Tatang sama seperti murid-muridnya, ia merupakan penyandang disabilitas. Ia tunanetra sejak ia duduk di bangku SMP. Sejak lahir ia sudah memiliki gangguan penglihatan, sampai ketika dokter memutuskan untuk mengoperasi matanya agar dapat memakai kacamata. Operasi tersebut mengalami kegagalan dan akhirnya menyebabkan matanya buta total. Namun hal tersebut bukan hal yang asing di keluarganya, sebab dari tujuh bersaudara, ada empat saudara yang tunanetra termasuk dirinya dengan penyebab yang berbeda-beda.
Selama satu tahun ia mengalami keterpurukan karena kondisi mendadak tersebut. Kemudian ia memutuskan untuk melanjutkan pendidikannya ke SLB sampai ke tingkat SMA di daerah Pajajaran, Kota Bandung. Namun pendidikannya tidak sampai situ saja. Ia lolos tes UNMPTN, tes masuk perguruan tinggi negeri pada waktu itu ke Universitas Padjadjaran atau yang lebih dikenal dengan Unpad.
Alumnus Unpad
Suatu hal yang luar biasa pada saat itu jika seorang penyandang disabilitas dapat melanjutkan pendidikan ke perguruan tinggi, bahkan sampai sekarang masih seperti itu. Mahasiswa disabilitas di perguruan tinggi masih sangat sedikit, belum ada peraturan dari Kementerian Ristek dan Pendidikan Tinggi RI mengenai kuota mahasiswa disabilitas di perguruan tinggi. Ditambah lagi dengan fasilitas penunjang disabilitas di kampus masih sangat minim bahkan sampai saat ini, khususnya kampus-kampus yang ada di Bandung.

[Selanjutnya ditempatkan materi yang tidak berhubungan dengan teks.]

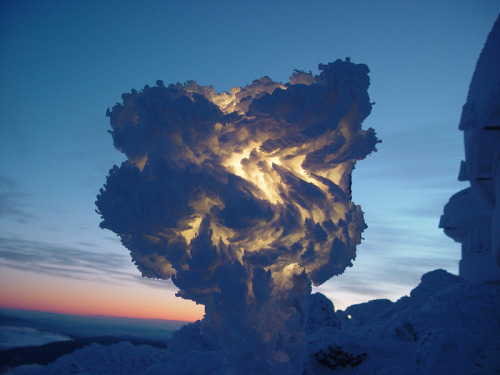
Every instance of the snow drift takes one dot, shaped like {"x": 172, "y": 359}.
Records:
{"x": 243, "y": 199}
{"x": 447, "y": 325}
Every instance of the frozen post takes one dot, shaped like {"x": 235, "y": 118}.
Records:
{"x": 472, "y": 216}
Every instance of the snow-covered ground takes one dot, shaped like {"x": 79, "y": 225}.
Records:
{"x": 447, "y": 325}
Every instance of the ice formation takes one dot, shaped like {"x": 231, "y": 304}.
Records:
{"x": 472, "y": 216}
{"x": 448, "y": 325}
{"x": 243, "y": 199}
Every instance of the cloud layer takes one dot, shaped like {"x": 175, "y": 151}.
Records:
{"x": 242, "y": 198}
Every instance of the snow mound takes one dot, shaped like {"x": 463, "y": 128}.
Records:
{"x": 447, "y": 325}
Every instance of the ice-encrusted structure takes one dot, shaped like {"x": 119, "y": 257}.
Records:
{"x": 472, "y": 216}
{"x": 244, "y": 200}
{"x": 447, "y": 325}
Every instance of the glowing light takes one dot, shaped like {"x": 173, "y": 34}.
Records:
{"x": 243, "y": 198}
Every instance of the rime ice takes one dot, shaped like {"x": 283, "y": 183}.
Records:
{"x": 243, "y": 199}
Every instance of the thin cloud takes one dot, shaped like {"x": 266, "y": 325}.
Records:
{"x": 70, "y": 262}
{"x": 12, "y": 202}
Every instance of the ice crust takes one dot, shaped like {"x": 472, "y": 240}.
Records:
{"x": 448, "y": 325}
{"x": 243, "y": 199}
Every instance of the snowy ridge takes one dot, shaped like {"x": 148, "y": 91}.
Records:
{"x": 447, "y": 325}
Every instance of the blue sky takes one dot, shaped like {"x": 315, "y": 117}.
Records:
{"x": 63, "y": 63}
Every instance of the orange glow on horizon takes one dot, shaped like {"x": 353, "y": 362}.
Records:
{"x": 84, "y": 297}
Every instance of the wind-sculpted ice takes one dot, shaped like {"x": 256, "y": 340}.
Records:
{"x": 243, "y": 199}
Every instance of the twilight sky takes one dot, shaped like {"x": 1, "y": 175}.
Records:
{"x": 63, "y": 64}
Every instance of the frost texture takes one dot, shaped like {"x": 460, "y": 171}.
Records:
{"x": 243, "y": 199}
{"x": 448, "y": 325}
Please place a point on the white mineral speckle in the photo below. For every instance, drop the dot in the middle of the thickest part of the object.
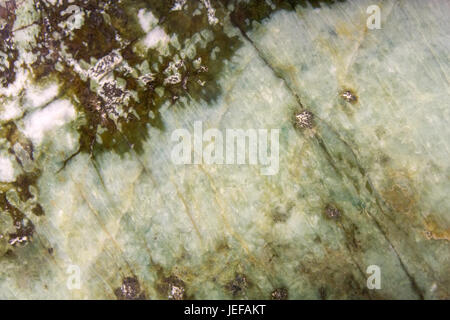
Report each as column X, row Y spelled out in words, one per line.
column 147, row 20
column 7, row 172
column 156, row 36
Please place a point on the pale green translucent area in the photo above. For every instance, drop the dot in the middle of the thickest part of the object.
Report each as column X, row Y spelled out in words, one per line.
column 383, row 161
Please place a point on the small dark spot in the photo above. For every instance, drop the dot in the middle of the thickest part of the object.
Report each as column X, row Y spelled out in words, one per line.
column 279, row 294
column 304, row 119
column 323, row 293
column 349, row 96
column 237, row 285
column 37, row 210
column 130, row 290
column 332, row 212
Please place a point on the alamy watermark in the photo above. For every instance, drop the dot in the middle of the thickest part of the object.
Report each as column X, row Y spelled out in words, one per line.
column 234, row 146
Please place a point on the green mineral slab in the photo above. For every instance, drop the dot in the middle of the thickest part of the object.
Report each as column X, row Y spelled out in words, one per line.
column 232, row 149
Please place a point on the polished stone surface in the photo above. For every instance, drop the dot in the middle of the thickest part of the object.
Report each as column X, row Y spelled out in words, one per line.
column 91, row 92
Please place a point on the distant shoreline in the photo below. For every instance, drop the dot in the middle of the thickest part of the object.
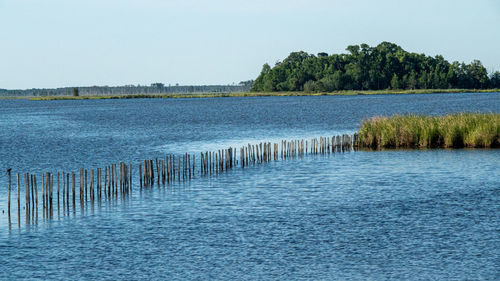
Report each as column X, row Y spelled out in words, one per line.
column 254, row 94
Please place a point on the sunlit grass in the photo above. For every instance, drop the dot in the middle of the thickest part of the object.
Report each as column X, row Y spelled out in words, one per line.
column 419, row 131
column 263, row 94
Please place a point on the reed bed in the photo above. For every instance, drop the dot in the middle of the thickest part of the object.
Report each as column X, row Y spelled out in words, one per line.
column 419, row 131
column 264, row 94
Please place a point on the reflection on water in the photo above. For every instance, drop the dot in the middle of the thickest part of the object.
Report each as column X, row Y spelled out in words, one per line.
column 431, row 214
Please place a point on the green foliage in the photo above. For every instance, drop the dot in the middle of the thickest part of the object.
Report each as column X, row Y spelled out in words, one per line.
column 419, row 131
column 386, row 66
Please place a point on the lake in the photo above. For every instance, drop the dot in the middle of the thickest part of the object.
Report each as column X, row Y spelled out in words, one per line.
column 392, row 214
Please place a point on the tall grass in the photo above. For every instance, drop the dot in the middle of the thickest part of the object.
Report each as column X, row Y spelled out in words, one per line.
column 263, row 94
column 419, row 131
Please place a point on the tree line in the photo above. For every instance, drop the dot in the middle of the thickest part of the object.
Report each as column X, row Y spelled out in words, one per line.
column 155, row 88
column 386, row 66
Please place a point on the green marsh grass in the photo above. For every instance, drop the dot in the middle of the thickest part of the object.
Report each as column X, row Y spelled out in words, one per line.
column 263, row 94
column 419, row 131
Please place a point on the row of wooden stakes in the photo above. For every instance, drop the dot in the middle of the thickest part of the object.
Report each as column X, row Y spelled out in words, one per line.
column 116, row 180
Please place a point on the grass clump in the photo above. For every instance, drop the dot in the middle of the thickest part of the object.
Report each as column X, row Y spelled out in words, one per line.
column 420, row 131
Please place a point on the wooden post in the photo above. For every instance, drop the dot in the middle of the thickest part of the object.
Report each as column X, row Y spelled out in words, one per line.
column 36, row 199
column 18, row 203
column 73, row 188
column 8, row 208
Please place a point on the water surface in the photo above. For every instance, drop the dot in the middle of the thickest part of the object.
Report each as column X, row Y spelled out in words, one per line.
column 430, row 214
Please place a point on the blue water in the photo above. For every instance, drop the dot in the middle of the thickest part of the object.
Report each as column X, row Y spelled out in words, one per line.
column 428, row 214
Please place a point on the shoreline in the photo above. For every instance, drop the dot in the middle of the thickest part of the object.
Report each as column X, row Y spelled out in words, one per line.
column 255, row 94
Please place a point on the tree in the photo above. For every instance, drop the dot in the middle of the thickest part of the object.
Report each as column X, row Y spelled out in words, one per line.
column 370, row 68
column 395, row 82
column 495, row 80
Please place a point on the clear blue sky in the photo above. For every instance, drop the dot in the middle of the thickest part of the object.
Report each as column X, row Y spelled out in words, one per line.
column 58, row 43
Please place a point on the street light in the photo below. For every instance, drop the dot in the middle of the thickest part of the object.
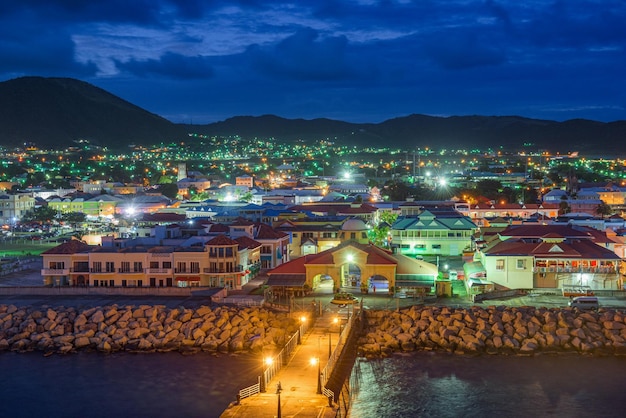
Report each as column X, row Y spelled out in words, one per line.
column 279, row 389
column 319, row 373
column 267, row 361
column 302, row 322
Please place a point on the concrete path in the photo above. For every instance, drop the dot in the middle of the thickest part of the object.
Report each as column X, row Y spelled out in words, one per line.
column 298, row 379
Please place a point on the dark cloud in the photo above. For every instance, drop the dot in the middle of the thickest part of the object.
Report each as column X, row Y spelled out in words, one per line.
column 353, row 60
column 171, row 65
column 303, row 56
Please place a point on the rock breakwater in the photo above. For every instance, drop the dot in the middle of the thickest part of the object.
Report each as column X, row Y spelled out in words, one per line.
column 142, row 328
column 494, row 330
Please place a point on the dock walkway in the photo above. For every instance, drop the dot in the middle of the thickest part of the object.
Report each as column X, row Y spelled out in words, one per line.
column 298, row 379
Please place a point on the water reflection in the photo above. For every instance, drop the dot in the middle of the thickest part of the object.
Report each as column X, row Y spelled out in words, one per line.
column 441, row 385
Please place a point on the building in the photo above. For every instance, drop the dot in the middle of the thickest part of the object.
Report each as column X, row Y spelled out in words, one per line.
column 218, row 262
column 433, row 232
column 352, row 265
column 551, row 256
column 14, row 206
column 245, row 180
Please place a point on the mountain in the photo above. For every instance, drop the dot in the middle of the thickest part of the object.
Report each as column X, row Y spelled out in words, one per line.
column 456, row 132
column 56, row 112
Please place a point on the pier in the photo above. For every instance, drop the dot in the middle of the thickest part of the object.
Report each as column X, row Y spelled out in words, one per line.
column 306, row 378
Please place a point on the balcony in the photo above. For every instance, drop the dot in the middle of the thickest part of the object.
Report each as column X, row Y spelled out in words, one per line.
column 55, row 272
column 97, row 271
column 222, row 271
column 579, row 269
column 158, row 271
column 124, row 271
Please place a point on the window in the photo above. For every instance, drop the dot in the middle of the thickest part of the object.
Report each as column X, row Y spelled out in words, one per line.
column 500, row 264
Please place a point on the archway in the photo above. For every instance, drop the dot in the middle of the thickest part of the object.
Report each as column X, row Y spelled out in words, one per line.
column 378, row 284
column 323, row 283
column 350, row 276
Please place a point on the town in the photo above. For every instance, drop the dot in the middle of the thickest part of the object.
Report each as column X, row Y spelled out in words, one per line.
column 308, row 217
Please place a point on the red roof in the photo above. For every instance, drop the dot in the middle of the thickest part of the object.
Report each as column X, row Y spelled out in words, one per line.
column 222, row 240
column 217, row 228
column 247, row 242
column 70, row 247
column 265, row 231
column 375, row 255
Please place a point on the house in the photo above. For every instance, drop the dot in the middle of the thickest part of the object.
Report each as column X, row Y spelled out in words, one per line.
column 551, row 256
column 352, row 265
column 434, row 231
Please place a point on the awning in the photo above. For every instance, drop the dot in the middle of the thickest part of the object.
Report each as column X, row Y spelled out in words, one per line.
column 293, row 280
column 474, row 269
column 415, row 283
column 188, row 279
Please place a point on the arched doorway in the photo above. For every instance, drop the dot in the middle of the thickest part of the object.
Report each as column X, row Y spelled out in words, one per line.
column 350, row 276
column 378, row 284
column 323, row 283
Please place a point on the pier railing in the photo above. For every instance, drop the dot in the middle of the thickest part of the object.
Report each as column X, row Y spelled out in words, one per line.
column 272, row 368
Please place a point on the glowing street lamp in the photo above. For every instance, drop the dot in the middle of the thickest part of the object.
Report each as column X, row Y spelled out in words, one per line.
column 315, row 360
column 267, row 361
column 279, row 389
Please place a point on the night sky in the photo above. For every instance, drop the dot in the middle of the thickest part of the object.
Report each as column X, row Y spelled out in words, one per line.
column 196, row 61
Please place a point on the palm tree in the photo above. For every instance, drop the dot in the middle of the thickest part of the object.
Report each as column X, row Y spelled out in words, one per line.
column 603, row 209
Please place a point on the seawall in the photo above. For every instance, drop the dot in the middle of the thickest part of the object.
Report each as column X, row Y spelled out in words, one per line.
column 143, row 328
column 494, row 330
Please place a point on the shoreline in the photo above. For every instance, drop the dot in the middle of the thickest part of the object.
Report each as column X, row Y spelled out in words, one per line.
column 143, row 328
column 494, row 330
column 470, row 331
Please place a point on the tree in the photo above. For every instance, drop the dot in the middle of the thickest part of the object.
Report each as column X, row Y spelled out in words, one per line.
column 43, row 214
column 489, row 188
column 170, row 190
column 603, row 209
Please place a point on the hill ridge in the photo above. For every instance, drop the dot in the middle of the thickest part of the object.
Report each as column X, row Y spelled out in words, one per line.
column 56, row 112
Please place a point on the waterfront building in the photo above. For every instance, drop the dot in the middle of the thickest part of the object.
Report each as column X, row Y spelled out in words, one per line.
column 218, row 262
column 312, row 235
column 551, row 256
column 353, row 266
column 433, row 232
column 14, row 206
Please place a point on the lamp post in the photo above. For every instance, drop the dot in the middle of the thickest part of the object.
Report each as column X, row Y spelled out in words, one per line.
column 302, row 322
column 279, row 389
column 330, row 350
column 267, row 361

Tatang merupakan alumni Unpad dari jurusan Antropologi, Fakultas Ilmu Sosial dan Politik. Ia lulus tahun 1998 dengan nilai skripsi A. Skripsinya mengambil tema folklore atau dongeng rakyat, lebih tepatnya adalah Sangkuriang.
“Saya diberi pilihan pada waktu itu, skripsinya tentang Sangkuriang karena saya menggunakan literatur pada waktu itu, dan itu salah satu skripsi yang sekarang diabadikan oleh Unpad, khususnya Fisip, dalam bentuk mata kuliah tentang folklore, karena pada waktu itu folklore belum ada mata kuliahnya,” tutur Tatang menceritakan salah satu pencapaian besar dalam hidupnya.
Setelah lulus, lalu kembali ke daerah rumahnya di Caringin, Bandung, ia mendapati sebuah kenyataan bahwa masih banyak anak penyandang disabilitas di daerahnya yang belum bersekolah. Hal tersebut karena belum tersedianya SLB di daerah tersebut pada waktu itu.
Jika ingin bersekolah, mereka harus pergi ke daerah yang jaraknya jauh dari Caringin, seperti daerah Cicendo atau Pajajaran. Karena keadaan finansial yang kurang, banyak dari mereka yang tidak mampu bersekolah. Berangkat dari keadaan tersebut, muncul rasa simpati dan empati di hati Tatang untuk bergerak menolong mereka.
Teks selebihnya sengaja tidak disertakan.